Testamento gastronómico- amatorio para instrucción de la nieta
Nieta querida, hija de mi hija…
Ahora que me preparo para dejar este mundo, y habiéndote querido tanto, quiero legarte una sabiduría a la cual llegan casi todas las mujeres y que por pudor, o por mezquindad, nos reservamos: la comida y el sexo son la misma cosa.
Tal vez pienses que lo que acabo de decir es un delirio, un devaneo de mis neuronas cansadas que se despiden, una exageración… Pero no, mi dulzura; es una verdad más grande que un templo y es mi obligación decírtelo. Tu madre no te lo dirá, tal vez tus amigas te lo sugieran, lo más seguro es que si algún día tienes una hija, lo descubra antes que tú y que yo; lo cierto es que el apetito carnal y el de alimentos, provienen del mismo oscuro y tibio rincón del alma.
Me jacto, a mis años, de poder deducir las virtudes (o carencias) de un hombre en las artes amatorias con sólo verlo comer. Esos hambrientos que devoran la comida sin siquiera detenerse a sentir lo que saborean, esos trogloditas que engullen en dos bocados hamburguesas llenas de salsas peligrosas y contradictorias, esos pobre hombres que no recuerdan en la cena lo que almorzaron, carecen del más elemental sentido de la estética a la hora de la horizontalidad. Despachan a sus mujeres como reses que van al matadero, y generalmente, tardan más en estornudar que en retozar. Huye de ellos, mi princesita, huye despavorida, que la tristeza de la carne es una de las más despiadadas y más difíciles de exorcizar.

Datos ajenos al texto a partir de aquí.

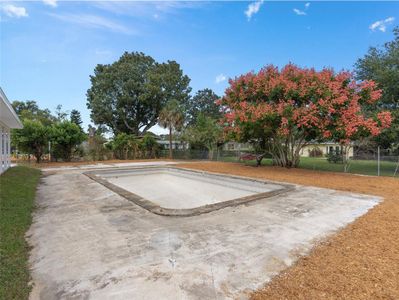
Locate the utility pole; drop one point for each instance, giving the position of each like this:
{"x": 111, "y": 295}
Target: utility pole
{"x": 49, "y": 151}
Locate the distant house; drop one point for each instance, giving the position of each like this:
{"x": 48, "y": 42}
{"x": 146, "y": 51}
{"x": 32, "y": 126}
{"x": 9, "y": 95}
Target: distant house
{"x": 323, "y": 149}
{"x": 312, "y": 149}
{"x": 163, "y": 142}
{"x": 235, "y": 146}
{"x": 8, "y": 120}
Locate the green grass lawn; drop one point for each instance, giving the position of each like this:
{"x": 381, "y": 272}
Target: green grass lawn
{"x": 17, "y": 194}
{"x": 365, "y": 167}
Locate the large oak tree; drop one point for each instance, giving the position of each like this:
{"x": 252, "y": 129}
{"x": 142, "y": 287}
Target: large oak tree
{"x": 288, "y": 108}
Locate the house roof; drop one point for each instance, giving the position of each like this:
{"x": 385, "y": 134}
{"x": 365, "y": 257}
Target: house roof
{"x": 7, "y": 114}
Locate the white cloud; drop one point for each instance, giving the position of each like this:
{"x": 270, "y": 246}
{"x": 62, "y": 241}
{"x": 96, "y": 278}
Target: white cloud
{"x": 93, "y": 21}
{"x": 220, "y": 78}
{"x": 299, "y": 12}
{"x": 253, "y": 8}
{"x": 52, "y": 3}
{"x": 15, "y": 11}
{"x": 382, "y": 24}
{"x": 146, "y": 8}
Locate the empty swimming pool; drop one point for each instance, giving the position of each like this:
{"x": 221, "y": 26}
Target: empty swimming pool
{"x": 181, "y": 192}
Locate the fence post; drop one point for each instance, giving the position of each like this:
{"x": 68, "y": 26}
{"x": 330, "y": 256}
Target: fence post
{"x": 378, "y": 164}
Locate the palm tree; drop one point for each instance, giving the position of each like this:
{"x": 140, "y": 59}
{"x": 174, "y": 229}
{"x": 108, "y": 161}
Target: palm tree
{"x": 171, "y": 117}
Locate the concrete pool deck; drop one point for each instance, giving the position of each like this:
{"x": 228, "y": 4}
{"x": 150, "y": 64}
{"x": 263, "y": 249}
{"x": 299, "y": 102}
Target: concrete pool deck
{"x": 90, "y": 243}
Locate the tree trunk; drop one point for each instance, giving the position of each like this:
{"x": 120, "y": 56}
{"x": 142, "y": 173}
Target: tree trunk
{"x": 170, "y": 143}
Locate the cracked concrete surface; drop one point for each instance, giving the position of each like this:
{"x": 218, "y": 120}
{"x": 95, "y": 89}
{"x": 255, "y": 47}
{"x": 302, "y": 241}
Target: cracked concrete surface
{"x": 90, "y": 243}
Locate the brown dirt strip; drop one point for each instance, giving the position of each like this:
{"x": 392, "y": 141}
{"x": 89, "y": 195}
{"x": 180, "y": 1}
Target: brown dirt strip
{"x": 359, "y": 262}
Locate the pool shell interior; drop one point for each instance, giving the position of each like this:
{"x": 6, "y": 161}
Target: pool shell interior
{"x": 245, "y": 189}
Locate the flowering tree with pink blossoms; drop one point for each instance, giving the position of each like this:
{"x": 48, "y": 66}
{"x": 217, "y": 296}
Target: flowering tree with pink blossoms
{"x": 288, "y": 108}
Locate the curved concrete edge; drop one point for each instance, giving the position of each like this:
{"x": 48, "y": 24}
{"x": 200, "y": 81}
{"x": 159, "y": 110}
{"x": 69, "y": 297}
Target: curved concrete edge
{"x": 156, "y": 209}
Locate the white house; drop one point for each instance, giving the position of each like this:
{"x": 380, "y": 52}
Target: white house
{"x": 8, "y": 120}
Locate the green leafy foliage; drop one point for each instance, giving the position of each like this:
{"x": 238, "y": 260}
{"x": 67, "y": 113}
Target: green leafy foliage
{"x": 203, "y": 103}
{"x": 33, "y": 138}
{"x": 382, "y": 66}
{"x": 65, "y": 136}
{"x": 171, "y": 117}
{"x": 17, "y": 194}
{"x": 205, "y": 133}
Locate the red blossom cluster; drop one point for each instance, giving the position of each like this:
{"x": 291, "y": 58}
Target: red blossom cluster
{"x": 321, "y": 103}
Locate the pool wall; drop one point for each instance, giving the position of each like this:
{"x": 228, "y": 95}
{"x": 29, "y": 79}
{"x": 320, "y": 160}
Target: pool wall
{"x": 100, "y": 177}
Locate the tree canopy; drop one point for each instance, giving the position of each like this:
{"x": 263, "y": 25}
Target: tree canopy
{"x": 382, "y": 66}
{"x": 290, "y": 107}
{"x": 205, "y": 132}
{"x": 128, "y": 95}
{"x": 203, "y": 102}
{"x": 65, "y": 136}
{"x": 32, "y": 138}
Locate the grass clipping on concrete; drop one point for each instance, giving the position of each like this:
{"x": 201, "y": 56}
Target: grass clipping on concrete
{"x": 17, "y": 194}
{"x": 359, "y": 262}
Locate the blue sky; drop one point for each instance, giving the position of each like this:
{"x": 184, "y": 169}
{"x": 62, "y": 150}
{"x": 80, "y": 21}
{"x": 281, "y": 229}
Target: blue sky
{"x": 50, "y": 48}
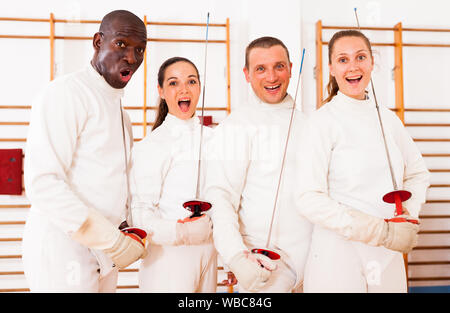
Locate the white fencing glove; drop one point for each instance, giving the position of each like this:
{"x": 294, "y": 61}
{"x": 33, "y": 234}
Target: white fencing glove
{"x": 252, "y": 270}
{"x": 194, "y": 231}
{"x": 99, "y": 233}
{"x": 375, "y": 231}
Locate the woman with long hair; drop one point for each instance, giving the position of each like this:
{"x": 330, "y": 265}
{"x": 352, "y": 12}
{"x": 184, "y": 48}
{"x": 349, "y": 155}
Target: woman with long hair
{"x": 343, "y": 175}
{"x": 181, "y": 255}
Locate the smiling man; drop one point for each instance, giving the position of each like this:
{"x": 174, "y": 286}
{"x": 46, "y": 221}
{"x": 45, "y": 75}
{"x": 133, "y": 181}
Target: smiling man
{"x": 246, "y": 153}
{"x": 76, "y": 163}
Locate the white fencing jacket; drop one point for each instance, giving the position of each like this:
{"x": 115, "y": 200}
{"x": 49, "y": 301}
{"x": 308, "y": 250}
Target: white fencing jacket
{"x": 241, "y": 181}
{"x": 164, "y": 176}
{"x": 75, "y": 153}
{"x": 344, "y": 166}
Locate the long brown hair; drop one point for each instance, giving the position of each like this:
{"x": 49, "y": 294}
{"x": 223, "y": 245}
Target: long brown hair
{"x": 163, "y": 109}
{"x": 332, "y": 87}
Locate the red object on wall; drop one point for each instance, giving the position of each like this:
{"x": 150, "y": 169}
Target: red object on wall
{"x": 207, "y": 120}
{"x": 11, "y": 171}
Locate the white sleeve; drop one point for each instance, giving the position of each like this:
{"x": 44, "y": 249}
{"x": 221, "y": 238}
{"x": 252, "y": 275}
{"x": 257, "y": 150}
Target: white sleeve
{"x": 311, "y": 195}
{"x": 57, "y": 119}
{"x": 226, "y": 170}
{"x": 150, "y": 163}
{"x": 416, "y": 177}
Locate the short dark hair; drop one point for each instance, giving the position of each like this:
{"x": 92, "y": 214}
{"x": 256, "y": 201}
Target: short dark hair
{"x": 163, "y": 109}
{"x": 264, "y": 42}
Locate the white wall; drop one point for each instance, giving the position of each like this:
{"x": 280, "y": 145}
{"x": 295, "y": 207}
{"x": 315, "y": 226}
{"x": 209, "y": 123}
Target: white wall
{"x": 25, "y": 66}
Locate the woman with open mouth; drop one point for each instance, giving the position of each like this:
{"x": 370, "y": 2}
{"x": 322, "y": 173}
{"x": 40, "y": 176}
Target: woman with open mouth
{"x": 182, "y": 257}
{"x": 343, "y": 173}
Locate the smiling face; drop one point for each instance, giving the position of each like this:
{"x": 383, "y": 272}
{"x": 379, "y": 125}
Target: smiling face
{"x": 269, "y": 72}
{"x": 119, "y": 50}
{"x": 180, "y": 89}
{"x": 351, "y": 65}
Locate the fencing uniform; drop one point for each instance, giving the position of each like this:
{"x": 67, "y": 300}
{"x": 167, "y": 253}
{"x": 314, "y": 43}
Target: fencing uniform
{"x": 74, "y": 160}
{"x": 344, "y": 166}
{"x": 163, "y": 177}
{"x": 242, "y": 176}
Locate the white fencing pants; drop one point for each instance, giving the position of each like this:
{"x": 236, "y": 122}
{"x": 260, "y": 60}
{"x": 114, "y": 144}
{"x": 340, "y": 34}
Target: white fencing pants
{"x": 334, "y": 265}
{"x": 53, "y": 262}
{"x": 179, "y": 269}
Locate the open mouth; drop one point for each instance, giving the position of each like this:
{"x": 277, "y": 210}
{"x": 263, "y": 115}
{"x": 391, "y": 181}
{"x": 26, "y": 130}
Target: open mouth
{"x": 272, "y": 89}
{"x": 125, "y": 75}
{"x": 184, "y": 104}
{"x": 354, "y": 80}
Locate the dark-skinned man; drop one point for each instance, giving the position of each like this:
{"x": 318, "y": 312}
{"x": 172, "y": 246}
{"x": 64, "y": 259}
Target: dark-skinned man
{"x": 77, "y": 151}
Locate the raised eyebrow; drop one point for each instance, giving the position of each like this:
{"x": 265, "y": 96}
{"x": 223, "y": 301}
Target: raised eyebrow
{"x": 124, "y": 37}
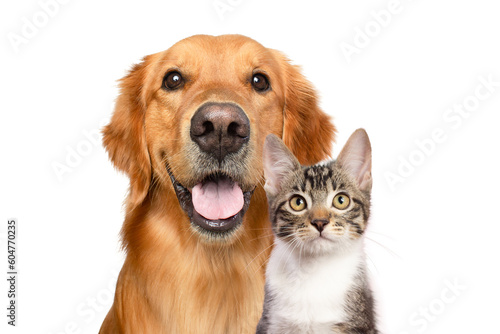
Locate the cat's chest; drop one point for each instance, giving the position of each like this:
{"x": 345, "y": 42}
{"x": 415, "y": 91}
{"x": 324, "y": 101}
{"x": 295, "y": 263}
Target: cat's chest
{"x": 312, "y": 291}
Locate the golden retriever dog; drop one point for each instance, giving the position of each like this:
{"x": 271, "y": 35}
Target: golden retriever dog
{"x": 188, "y": 130}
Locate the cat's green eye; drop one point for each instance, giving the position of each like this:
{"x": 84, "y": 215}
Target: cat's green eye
{"x": 341, "y": 201}
{"x": 298, "y": 203}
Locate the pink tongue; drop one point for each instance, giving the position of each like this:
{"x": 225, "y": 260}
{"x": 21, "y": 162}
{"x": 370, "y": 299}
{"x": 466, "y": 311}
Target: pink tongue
{"x": 217, "y": 200}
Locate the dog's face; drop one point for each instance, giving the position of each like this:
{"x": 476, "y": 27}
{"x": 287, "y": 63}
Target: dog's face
{"x": 195, "y": 117}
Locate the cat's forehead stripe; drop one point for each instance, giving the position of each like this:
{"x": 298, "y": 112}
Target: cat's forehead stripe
{"x": 319, "y": 177}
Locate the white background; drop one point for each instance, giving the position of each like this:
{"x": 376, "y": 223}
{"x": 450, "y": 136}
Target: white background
{"x": 437, "y": 226}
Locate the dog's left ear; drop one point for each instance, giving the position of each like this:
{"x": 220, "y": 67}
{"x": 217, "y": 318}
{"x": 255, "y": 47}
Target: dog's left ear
{"x": 307, "y": 131}
{"x": 124, "y": 137}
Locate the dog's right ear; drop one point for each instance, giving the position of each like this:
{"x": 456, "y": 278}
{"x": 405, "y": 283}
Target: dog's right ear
{"x": 307, "y": 131}
{"x": 124, "y": 137}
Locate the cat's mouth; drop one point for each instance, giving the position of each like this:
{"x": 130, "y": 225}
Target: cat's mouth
{"x": 215, "y": 205}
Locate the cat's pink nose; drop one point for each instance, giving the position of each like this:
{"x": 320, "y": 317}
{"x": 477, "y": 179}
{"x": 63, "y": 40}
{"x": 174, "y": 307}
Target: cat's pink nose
{"x": 319, "y": 224}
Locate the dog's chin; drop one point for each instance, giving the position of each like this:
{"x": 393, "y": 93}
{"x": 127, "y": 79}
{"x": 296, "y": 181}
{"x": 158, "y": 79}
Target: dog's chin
{"x": 212, "y": 230}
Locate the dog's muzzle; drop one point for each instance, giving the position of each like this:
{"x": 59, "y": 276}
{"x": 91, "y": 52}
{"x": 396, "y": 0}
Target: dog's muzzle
{"x": 217, "y": 202}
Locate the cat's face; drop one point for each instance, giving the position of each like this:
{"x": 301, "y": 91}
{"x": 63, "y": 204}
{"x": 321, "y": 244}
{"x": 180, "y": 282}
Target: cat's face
{"x": 322, "y": 208}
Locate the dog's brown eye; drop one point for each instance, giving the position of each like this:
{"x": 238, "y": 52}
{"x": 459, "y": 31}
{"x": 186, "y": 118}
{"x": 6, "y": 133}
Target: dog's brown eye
{"x": 260, "y": 82}
{"x": 173, "y": 80}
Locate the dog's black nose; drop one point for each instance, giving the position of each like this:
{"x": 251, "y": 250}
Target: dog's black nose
{"x": 220, "y": 128}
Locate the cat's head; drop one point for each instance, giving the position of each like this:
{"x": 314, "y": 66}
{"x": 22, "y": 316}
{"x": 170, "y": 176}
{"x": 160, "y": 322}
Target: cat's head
{"x": 322, "y": 208}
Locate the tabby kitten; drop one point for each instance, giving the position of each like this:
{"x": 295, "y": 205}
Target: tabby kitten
{"x": 316, "y": 276}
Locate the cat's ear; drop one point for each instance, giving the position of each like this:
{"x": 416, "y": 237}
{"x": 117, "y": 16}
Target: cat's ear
{"x": 356, "y": 158}
{"x": 278, "y": 162}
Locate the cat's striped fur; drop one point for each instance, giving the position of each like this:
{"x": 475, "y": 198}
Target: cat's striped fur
{"x": 316, "y": 278}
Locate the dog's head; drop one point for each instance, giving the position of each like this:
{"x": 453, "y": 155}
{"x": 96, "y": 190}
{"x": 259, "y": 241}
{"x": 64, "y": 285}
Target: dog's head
{"x": 194, "y": 118}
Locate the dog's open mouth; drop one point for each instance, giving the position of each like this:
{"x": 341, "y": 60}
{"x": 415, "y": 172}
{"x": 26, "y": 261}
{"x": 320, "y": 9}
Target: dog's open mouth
{"x": 216, "y": 204}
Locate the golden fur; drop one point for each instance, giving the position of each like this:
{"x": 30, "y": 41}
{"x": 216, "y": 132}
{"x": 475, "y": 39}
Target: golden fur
{"x": 174, "y": 279}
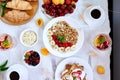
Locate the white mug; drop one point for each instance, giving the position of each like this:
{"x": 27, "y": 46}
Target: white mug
{"x": 90, "y": 20}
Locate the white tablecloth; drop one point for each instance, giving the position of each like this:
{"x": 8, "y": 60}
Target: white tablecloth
{"x": 46, "y": 68}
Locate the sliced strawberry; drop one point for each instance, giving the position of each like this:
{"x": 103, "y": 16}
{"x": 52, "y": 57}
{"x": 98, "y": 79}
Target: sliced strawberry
{"x": 79, "y": 72}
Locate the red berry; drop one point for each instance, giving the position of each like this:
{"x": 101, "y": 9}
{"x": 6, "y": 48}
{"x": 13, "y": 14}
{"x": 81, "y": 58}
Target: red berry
{"x": 60, "y": 45}
{"x": 69, "y": 44}
{"x": 56, "y": 41}
{"x": 74, "y": 6}
{"x": 63, "y": 7}
{"x": 79, "y": 72}
{"x": 68, "y": 1}
{"x": 54, "y": 37}
{"x": 59, "y": 10}
{"x": 47, "y": 11}
{"x": 65, "y": 45}
{"x": 27, "y": 61}
{"x": 71, "y": 11}
{"x": 37, "y": 61}
{"x": 75, "y": 0}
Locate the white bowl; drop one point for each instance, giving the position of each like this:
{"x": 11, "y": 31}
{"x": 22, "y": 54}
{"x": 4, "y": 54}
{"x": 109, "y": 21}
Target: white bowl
{"x": 21, "y": 70}
{"x": 11, "y": 40}
{"x": 92, "y": 22}
{"x": 103, "y": 50}
{"x": 61, "y": 66}
{"x": 30, "y": 66}
{"x": 22, "y": 36}
{"x": 73, "y": 23}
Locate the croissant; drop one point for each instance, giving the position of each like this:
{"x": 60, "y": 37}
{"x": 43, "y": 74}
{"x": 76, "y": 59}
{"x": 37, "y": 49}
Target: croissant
{"x": 16, "y": 16}
{"x": 19, "y": 5}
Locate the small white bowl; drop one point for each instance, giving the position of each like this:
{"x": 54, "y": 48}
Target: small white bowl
{"x": 23, "y": 34}
{"x": 21, "y": 70}
{"x": 30, "y": 66}
{"x": 92, "y": 21}
{"x": 103, "y": 50}
{"x": 11, "y": 40}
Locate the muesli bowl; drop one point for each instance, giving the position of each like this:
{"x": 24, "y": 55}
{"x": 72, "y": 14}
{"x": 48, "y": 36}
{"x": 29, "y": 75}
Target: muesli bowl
{"x": 6, "y": 41}
{"x": 29, "y": 37}
{"x": 62, "y": 37}
{"x": 57, "y": 8}
{"x": 31, "y": 58}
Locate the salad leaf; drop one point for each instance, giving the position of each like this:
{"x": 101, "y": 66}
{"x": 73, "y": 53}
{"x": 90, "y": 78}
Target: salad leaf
{"x": 101, "y": 40}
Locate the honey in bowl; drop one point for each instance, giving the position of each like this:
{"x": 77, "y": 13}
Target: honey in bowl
{"x": 14, "y": 76}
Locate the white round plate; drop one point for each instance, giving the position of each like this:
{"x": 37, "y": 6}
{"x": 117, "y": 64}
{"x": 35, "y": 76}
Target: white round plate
{"x": 73, "y": 23}
{"x": 22, "y": 71}
{"x": 21, "y": 35}
{"x": 50, "y": 17}
{"x": 60, "y": 68}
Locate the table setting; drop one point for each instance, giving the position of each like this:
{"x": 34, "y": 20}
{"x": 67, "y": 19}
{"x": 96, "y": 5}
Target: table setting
{"x": 54, "y": 40}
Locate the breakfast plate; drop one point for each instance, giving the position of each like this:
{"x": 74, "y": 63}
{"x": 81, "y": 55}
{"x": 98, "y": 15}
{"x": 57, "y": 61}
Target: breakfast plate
{"x": 19, "y": 15}
{"x": 77, "y": 36}
{"x": 73, "y": 60}
{"x": 17, "y": 72}
{"x": 57, "y": 8}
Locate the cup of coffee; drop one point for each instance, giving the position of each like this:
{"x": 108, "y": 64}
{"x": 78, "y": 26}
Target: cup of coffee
{"x": 94, "y": 16}
{"x": 16, "y": 72}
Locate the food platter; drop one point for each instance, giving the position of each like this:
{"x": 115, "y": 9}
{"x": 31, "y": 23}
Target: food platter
{"x": 75, "y": 25}
{"x": 67, "y": 40}
{"x": 31, "y": 14}
{"x": 62, "y": 64}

En cambio, aquellos que pueden describirte con entusiasmo su plato favorito, o que atraviesan su ciudad en busca de un manjar que sólo encuentran luego de esa travesía urbana, esos que se gastan el dinero en delantales, en especias misteriosas, esos que no tiene miedo de probar nuevos sabores, son generalmente, y pese a que puedan tener un aire taciturno, genios de las sábanas, poetas de la voluptuosidad, fabricantes de mujeres felices y fieles, gourmets de las emociones.
A las mujeres también las conozco viéndolas comer. Esas adictas a la dieta, que prefieren morir antes de meterse un chocolate en la boca, me resultan tan patéticamente evidentes en su frialdad que me extraña que los sex symbol actuales respondan a esas medidas tan escasas de 90-60-90. Las obesas, otras pobres criaturas, están tan hambrientas de cariño, se sienten tan solas y desesperadas, que tanto a la hora de la comida como del amor, se convierten en depredadoras inescrupulosas. El punto medio, como en todo, es lo saludable: ni comer por aburrimiento o por soledad, ni dejar de comer por lo mismo.
Te recomiendo, mi nieta amada, entre otras cosas, adentrarte en los secretos de la cocina y descubrir así muchas cosas sobre el amor; ser vegetariana durante al menos un año en tu juventud para que aprendas a amar a los vegetales y para que sepas que con o sin carne, la gente puede ser feliz; ser omnívora en la adultez, para que aprendas que en la variedad está el gusto, y volver a los vegetales en la vejez, para que cuando te vayas de este mundo, te sientas ligera y saludable. Comer despacio siempre, en la lentitud, tanto de la mesa como de la cama, se encuentra la verdadera felicidad.
Descubrir nueva formas de cocinar es una manera de descubrir nuevas formas de amar, investiga, lee, experimenta, no tengas miedo. La comida y el sexo generan placeres y culpas equivalentes, deshazte de las últimas si no dañas a nadie (“nadie” te incluye a ti), si agredes a alguien, la culpa es un buen sentimiento que te guiará de regreso hacia la salud.
Por último, mi amor, sé cuidadosa, la sensatez es muy buena consejera cuando va acompañada por la emoción; jamás comas nada por obligación, siempre sé tú quien decida sobre tu cuerpo, cuídalo, protégelo, regálale experiencias hermosas y vitales, vincúlate con lo eterno a través de él y recuerda que tu abuela cocinera, que te amó tanto mientras vivió, te cuida desde el regazo del creador.